Why You Need Runflats

Changing Runflats Article

Excerpts from Blackhawk Down by Mark Bowden

I never write book reports. All I can say is reading this book really disturbed me. The following are some excerpts that show how Humvees were used, and stood up in the heat of a horrendous fire fight. This is a real life example that gives us some insight into the real reason our trucks were produced.

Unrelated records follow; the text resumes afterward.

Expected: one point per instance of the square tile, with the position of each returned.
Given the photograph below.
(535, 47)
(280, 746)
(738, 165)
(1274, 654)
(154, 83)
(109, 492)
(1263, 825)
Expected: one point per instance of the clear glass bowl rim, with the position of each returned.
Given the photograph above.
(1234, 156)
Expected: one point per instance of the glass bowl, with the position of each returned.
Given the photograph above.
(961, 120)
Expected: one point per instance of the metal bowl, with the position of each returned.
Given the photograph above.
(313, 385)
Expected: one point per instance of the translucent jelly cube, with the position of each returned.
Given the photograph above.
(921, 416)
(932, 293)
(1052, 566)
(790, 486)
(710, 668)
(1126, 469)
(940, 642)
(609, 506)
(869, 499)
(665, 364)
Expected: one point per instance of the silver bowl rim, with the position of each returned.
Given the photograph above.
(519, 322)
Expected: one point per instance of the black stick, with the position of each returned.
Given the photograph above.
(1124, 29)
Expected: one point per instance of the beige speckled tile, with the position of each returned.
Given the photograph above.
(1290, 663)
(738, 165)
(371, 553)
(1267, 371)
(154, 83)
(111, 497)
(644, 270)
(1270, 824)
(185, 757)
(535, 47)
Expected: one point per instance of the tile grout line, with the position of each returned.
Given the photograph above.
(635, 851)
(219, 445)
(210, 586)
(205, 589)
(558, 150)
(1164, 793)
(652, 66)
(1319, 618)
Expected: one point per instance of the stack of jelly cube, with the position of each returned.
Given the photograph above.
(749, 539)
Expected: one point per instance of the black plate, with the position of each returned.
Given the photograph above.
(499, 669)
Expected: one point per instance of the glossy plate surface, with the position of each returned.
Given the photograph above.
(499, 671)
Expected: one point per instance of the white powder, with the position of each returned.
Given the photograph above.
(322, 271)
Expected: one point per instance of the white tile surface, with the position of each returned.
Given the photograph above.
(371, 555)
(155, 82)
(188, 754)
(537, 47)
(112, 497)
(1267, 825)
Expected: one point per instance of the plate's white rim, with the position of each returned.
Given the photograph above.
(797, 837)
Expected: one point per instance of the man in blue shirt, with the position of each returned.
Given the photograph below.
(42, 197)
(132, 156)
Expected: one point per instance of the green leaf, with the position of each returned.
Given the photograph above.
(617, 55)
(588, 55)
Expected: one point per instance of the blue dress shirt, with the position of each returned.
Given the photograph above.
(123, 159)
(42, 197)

The moral of the story is if you think you are going to be in a position such these unfortunate soldiers you need runflats. Otherwise you really don't.

Chuck


Excerpts from Blackhawk Down by Mark Bowden

The volume of fire was terrifying. Yet Somalis seemed to be darting across streets everywhere. Up in the lead Humvee, Schilling watched the runners with bewilderment. Why would anybody be running around on the streets with all this lead flying? He found that by rolling grenades down the alley it kept the shooters from sticking their weapons out. He tried to conserve ammo by shooting only at the Somalis who were closest. When he ran out of ammo, a wounded Ranger in back fed Schilling magazines from his own pouches.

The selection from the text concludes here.